Sub rule (4) says that the NPR shall be prepared by collecting information relating to all persons who are usually residing within the jurisdiction of the local registrar, who is a revenue official of the state government at the village level. Sub rule (5) says that “the Local Register of Indian citizens shall contain details of persons after due verification made from the Population Register.” in Other words, inclusion of the details in the NRC will be done after due verification undertaken from the NPR.

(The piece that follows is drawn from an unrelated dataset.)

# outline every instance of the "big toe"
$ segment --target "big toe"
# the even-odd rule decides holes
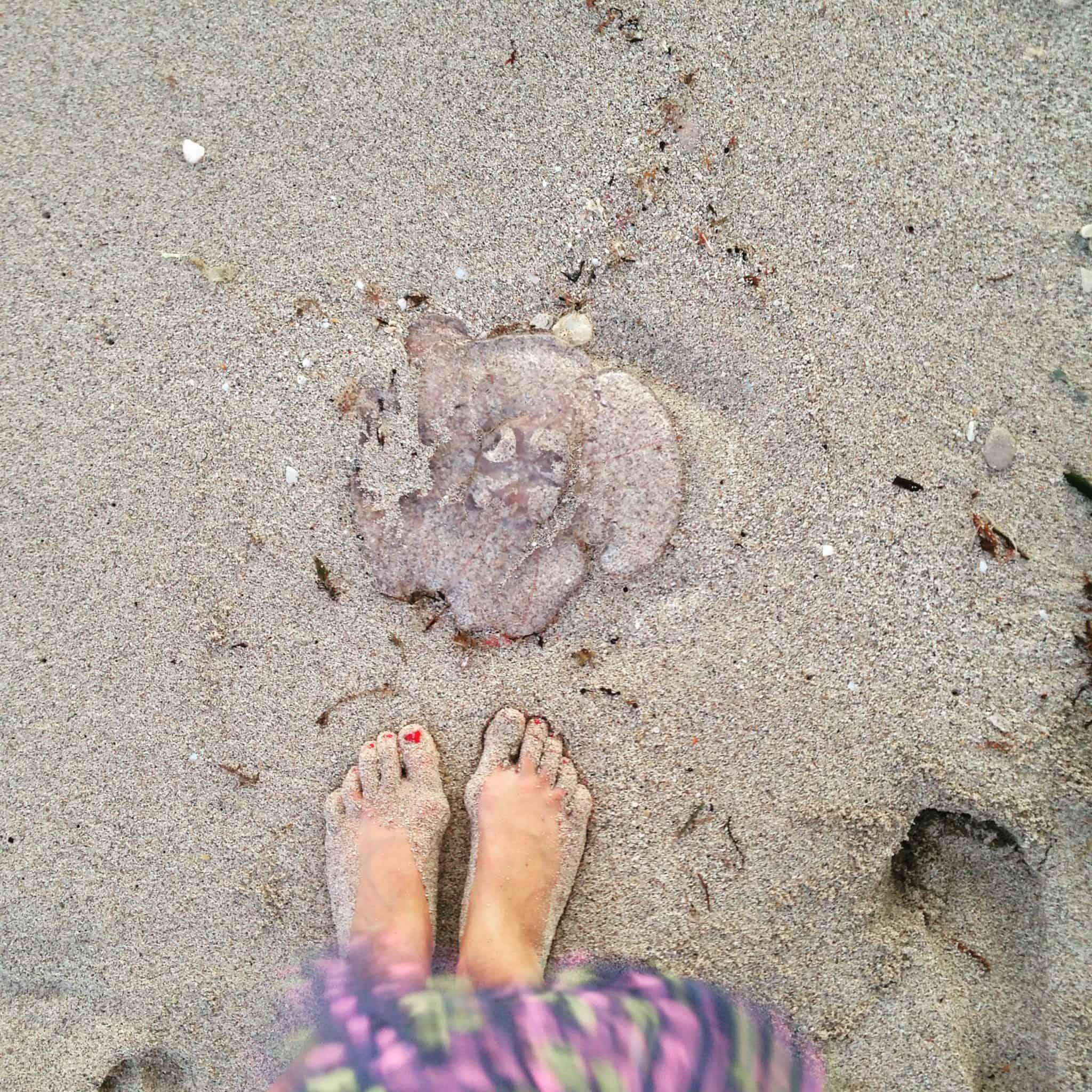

Thus the NPR is a document which contains all the details of persons, not only citizens, who live in an area in a village. The data for the NRC will essentially consist of the data contained in the NPR. Thus, the NPR becomes very important in the context of the preparation of the NRC. The rules make it clear that the NPR and the NRC are interlinked. Although the CAA is not legally connected with the NRC, the political comments frequently made by the ruling party leaders clearly establish that linkage.

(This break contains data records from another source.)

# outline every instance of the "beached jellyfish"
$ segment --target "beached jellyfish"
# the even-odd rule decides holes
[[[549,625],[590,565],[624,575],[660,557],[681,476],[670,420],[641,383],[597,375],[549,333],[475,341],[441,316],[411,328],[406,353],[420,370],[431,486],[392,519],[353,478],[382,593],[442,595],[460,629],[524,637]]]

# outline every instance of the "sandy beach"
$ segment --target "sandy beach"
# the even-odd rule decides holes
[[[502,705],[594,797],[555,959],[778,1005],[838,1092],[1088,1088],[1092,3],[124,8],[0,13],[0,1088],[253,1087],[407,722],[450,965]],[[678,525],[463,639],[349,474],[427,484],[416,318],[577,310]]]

In the entire discussion on the NPR, NRC and CAA, one important point seems to have been missed out – what exactly is the legal status of the NPR?
Surprisingly, though the NPR appears for the first time in the Citizenship (Registration of Citizens and Issue of National Identity Cards) Rules framed in 2003, there is no mention of it in any of the provisions of the Citizenship Act – the parent law.
That is rather strange because these rules have been framed under clauses (1) and (3) of section 18 of the Citizenship Act. Clause (1) clearly says that rules may be made to carry out the purposes of the Act. But the Act makes no provision whatsoever for the NPR. This omission is important because rules can be made only in respect of a provision in the parent Act.
Rules are not independent provisions and they cannot provide for any substantive scheme or project unless it is already provided for in the law enacted by parliament. Such rules are ultra vires the law and can have no legal validity. The Supreme Court had, in M/s Tata Iron and steel company Ltd. Vs Workmen of M/s Tata Iron and Steel Company Ltd. observed, “The delegation of legislative power is permissible only when the legislative policy and principle are adequately laid down”
The fact is that the Citizenship Act 1955 does not provide for the National Population Register. Therefore the rules cannot provide for it. The legislature needs to lay down the policy and principle, only then can the rules provide for the details. This is the basic principle of subordinate legislation. Rules are subordinate legislation which should be subordinate to the law made by the legislature.
If rules go outside the four walls of the parent law, they are struck down by the court on the ground that they are ultra vires the parent law. These rules are made by government departments which derive the authority to make them from the law made by the legislature. So if the parent law does not make any provision for a particular scheme, the government departments derive no authority to make any rules thereon.
The rules relating to the NPR seem to suffer from serious legal infirmities. These infirmities existed at all times ever since these rules were framed and they cannot be cured by having the rules laid before both houses of parliament. Only a suitable provision in the parent Act can cure these infirmities.
PD.T. Achary is a former secretary general of the Lok Sabha and a constitutional expert.